INFOTECH
DoD Builds New Algorithms for Video Monitoring
By Vivienne Machi

Photo: Getty
The Defense Department is making strides in its effort to harness machine learning and other artificial intelligence technologies to assist with monitoring footage taken from unmanned aerial vehicles.
In spring 2017, the department announced the creation of the algorithmic warfare crossfunctional team, or Project Maven, which is dedicated to utilizing big data analytics, machine learning, artificial intelligence and other advanced computer technologies to gain a competitive advantage over peer adversaries.
The team has recently seen success in developing algorithms that assist in monitoring full-motion video collected by UAVs, said Travis Axtell, informatics technical director and deputy for Project Maven under the office of the under secretary of defense for intelligence.
“The early results definitely show that we can augment [military analysts] and give them some new functionality to things that they are currently doing manually over several hours, and we can now do them in a handful of minutes,” he said at a 2017 webcast conference hosted by Amazon Web Services.
The Project Maven team now wants to apply those algorithms “to a historical context,” he added.
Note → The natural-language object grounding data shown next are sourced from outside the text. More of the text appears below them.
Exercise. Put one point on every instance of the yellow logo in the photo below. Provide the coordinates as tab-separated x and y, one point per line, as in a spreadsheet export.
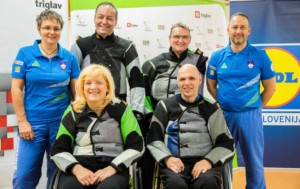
287	76
17	69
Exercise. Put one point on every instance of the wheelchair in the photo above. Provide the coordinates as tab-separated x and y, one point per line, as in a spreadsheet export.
226	178
135	181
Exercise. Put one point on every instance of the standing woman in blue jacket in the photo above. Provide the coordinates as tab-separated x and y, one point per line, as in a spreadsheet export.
47	72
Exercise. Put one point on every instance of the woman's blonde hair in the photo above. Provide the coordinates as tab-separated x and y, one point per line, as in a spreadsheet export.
97	71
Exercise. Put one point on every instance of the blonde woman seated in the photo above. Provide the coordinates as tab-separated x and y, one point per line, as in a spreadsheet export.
99	136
Rather than simply monitoring live feeds, new techniques could help intelligence officers extract relevant information from previously recorded footage, he noted.
Advanced cloud computing technologies could assist in “pulling out detections from that footage, storing that and then processing against those detections, so that we can look for more pattern-of-life behavior and understand how an area works and what we need to be looking for when the situation varies in a very dynamic sense,” he added.
Axtell noted that the team uses a process called training quality data, where members review the footage drawn from the UAV and highlight areas and objects of interest.
“Then we put that in front of our analyst community and they are labeling it at a variety of different detail levels … and then putting that into a rudimentary neural network,” he said.
The Project Maven team will then “triage” some of the incoming data to allow the most interesting objects and data to be placed at the front of the review line, he added. “That was one of the ways that we were able to be so successful at getting an algorithm out the door in a matter of months,” he said.
The Defense Department is now looking for new opportunities for technologies such as cloud computing to better organize the mountains of data it gathers from UAVs, in order to more rapidly apply it to the training quality data process, Axtell noted.